An election upset in May could overturn economic planning
The success of reforms hinges in part on the May 6 election (see LEBANON: New electoral law favours sectarian parties - June 22, 2017). If the results are inconclusive and lead to a drawn-out or controversial government formation process, it will make reforms difficult and halt external funding. Notably, if Hariri -- a key figure at the CEDRE conference, gathering international trust and support -- loses to Sunni rivals from Tripoli, donors may lose confidence in the reform programme.
Old legacies
Critics also point to the limited impact of previous packages. The CEDRE conference is the fourth in a series of French-led meetings to stimulate Lebanon's economy:
- At Paris I in 2001, France provided more than 500 million euros in exchange for Lebanon modernising its tax system.
- At Paris II in 2002, the international community pledged around 4.4 billion dollars, of which Lebanon has received roughly half, as the country failed to implement public-sector reforms promised at the meeting.
- Paris III in 2007 saw further pledges of 7.6 billion dollars, intended to break a political crisis that paralysed the country until 2008.

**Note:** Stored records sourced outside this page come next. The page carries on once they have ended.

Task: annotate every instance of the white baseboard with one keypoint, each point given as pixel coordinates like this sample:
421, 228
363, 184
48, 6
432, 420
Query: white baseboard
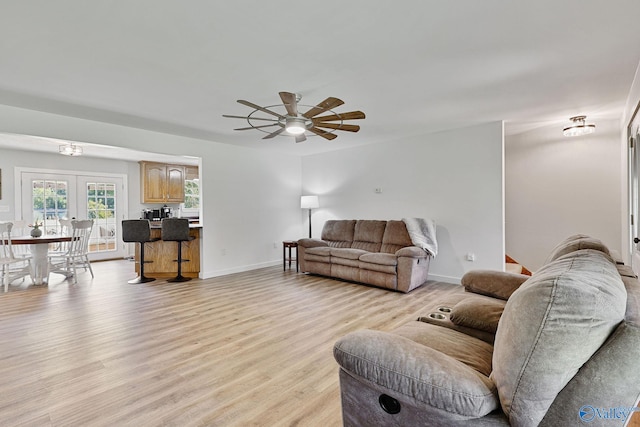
240, 269
446, 279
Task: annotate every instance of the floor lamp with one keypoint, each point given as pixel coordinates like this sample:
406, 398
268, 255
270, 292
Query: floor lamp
309, 202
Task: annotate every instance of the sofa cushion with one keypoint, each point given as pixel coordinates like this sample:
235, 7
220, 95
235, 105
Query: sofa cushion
421, 374
368, 235
339, 233
478, 313
384, 263
379, 258
395, 237
346, 256
575, 243
347, 253
550, 327
497, 284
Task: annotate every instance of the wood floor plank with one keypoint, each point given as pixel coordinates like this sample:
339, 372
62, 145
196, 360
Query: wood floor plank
248, 349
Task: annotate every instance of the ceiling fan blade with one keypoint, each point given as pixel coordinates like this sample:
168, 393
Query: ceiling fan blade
273, 134
338, 126
257, 107
325, 105
290, 103
257, 127
351, 115
248, 118
325, 135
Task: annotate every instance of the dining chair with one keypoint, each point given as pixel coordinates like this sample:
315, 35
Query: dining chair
8, 258
65, 230
77, 252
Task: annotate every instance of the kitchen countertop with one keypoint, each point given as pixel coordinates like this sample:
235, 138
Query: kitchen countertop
158, 225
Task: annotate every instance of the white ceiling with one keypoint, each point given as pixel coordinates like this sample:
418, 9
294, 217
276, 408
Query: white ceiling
413, 66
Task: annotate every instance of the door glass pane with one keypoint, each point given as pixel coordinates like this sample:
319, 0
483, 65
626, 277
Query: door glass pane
49, 200
101, 208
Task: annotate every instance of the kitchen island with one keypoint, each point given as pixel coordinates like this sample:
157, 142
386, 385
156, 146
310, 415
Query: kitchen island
163, 255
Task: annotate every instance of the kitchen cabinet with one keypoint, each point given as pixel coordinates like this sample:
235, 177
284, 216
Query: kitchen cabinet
161, 182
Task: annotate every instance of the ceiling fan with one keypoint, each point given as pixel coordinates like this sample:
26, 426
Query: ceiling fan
320, 119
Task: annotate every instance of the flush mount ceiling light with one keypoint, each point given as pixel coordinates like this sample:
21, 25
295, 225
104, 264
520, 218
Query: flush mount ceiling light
579, 127
296, 125
70, 150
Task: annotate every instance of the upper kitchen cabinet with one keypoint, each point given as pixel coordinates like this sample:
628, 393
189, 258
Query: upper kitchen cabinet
162, 183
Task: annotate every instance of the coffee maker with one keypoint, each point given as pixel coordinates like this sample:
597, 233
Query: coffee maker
157, 214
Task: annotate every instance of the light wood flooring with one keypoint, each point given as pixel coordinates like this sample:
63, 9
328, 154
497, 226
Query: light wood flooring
249, 349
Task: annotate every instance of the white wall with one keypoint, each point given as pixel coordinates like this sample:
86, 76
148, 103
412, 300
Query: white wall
250, 197
633, 100
557, 186
454, 177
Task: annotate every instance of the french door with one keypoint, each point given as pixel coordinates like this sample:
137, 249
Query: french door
633, 136
49, 197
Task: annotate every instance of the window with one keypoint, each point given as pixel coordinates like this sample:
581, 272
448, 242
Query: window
191, 205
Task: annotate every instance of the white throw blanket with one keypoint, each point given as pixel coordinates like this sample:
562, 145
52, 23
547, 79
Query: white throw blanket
423, 233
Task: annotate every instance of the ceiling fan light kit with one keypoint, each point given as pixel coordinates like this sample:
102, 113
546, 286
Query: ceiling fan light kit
295, 125
320, 120
70, 150
579, 127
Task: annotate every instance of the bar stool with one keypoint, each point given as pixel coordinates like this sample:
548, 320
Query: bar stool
177, 230
138, 230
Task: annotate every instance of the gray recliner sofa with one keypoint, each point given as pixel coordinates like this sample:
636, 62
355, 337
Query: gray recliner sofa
379, 253
564, 351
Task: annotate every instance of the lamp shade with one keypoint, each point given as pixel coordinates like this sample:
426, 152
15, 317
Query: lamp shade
309, 202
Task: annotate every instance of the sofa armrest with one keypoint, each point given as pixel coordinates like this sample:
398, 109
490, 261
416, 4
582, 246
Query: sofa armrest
416, 373
478, 313
311, 243
412, 252
497, 284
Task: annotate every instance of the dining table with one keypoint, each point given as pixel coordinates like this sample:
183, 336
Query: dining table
39, 247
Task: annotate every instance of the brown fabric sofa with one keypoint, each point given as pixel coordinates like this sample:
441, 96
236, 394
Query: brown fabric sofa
564, 351
378, 253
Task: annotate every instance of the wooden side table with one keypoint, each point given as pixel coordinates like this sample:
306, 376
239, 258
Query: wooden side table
288, 244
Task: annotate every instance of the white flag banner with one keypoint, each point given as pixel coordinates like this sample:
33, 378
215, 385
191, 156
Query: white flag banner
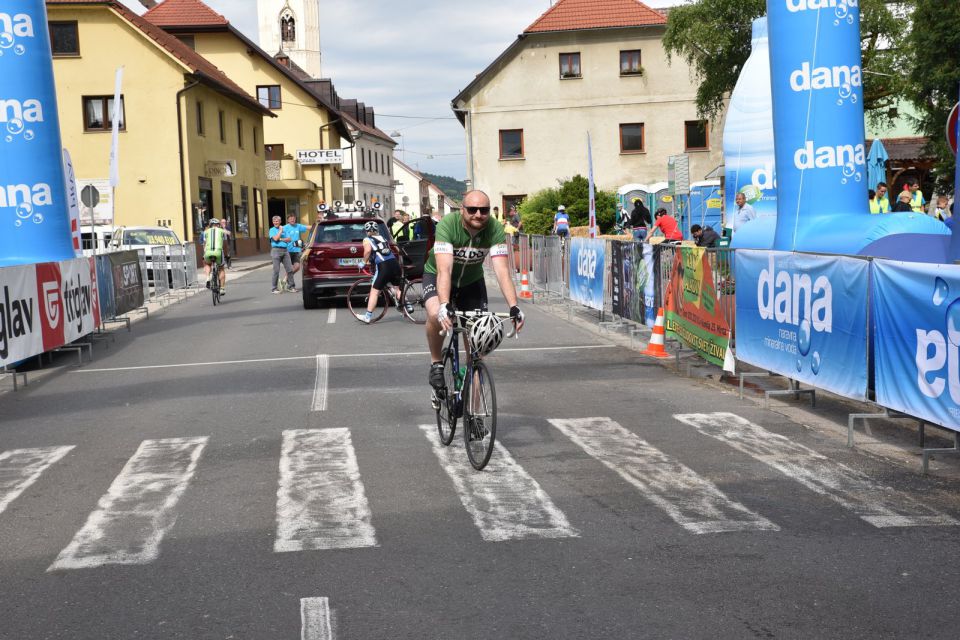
115, 118
593, 200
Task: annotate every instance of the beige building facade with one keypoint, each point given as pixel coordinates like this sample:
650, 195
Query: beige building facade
527, 116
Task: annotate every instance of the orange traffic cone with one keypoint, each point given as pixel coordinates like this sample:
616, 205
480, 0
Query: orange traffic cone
525, 287
655, 348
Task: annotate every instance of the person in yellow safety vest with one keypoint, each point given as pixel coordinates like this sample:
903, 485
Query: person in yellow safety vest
917, 202
880, 202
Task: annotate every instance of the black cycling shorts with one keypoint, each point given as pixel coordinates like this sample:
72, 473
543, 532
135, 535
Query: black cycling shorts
471, 297
388, 272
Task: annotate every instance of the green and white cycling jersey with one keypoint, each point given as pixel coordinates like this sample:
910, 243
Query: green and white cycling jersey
468, 251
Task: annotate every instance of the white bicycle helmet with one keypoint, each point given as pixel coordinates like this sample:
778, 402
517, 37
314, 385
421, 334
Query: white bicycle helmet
486, 334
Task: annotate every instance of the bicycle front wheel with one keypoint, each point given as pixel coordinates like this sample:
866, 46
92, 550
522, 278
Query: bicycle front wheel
479, 415
412, 303
358, 295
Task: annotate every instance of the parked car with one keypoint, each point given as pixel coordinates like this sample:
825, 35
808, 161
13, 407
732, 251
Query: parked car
151, 239
333, 256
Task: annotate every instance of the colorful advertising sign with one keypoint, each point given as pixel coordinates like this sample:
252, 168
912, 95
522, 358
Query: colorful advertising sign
804, 317
916, 312
34, 217
632, 279
693, 313
587, 271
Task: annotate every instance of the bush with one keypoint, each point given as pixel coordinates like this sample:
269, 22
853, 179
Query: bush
537, 211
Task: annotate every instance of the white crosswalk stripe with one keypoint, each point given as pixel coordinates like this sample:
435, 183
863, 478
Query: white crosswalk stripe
132, 518
20, 468
321, 502
692, 501
873, 502
503, 500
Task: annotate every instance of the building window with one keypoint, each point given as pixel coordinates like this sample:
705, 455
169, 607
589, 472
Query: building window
98, 113
269, 96
695, 135
201, 129
511, 143
64, 39
630, 63
570, 65
631, 137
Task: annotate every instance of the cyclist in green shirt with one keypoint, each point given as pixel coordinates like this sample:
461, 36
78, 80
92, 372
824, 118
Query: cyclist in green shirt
454, 272
213, 240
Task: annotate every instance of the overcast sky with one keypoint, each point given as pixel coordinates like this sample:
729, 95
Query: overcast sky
409, 58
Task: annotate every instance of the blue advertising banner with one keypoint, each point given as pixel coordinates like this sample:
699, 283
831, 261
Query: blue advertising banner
587, 273
916, 311
804, 317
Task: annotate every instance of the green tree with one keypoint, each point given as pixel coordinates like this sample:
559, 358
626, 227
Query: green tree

Most of the loans from Paris I-III remain frozen, as the government has failed deliver anti-corruption reforms. However, with the Syrian refugee crisis, depressed growth and the recent IMF report pointing out the dire fiscal situation, a consensus could emerge among Lebanon's ruling parties that the economy is in real danger of collapsing and the state could go bankrupt.
Wary donors and investors
The parliament recently passed a contentious budget for 2018 -- only the second in twelve years -- to show potential foreign investors and donors that Beirut is taking economic reforms seriously. It promises to decrease the fiscal deficit, now at a peak of 4.8 billion dollars -- double the level in 2011 when the war in Syria started.
Donors will be watching to see if a new government lives up to this commitment. To convince them, it must also produce fast and ambitious plans to reform waste management, energy and water.
If not, the CEDRE plan is likely to produce mostly frozen loans and temporary measures that will neither restore investor confidence nor produce an economic upturn.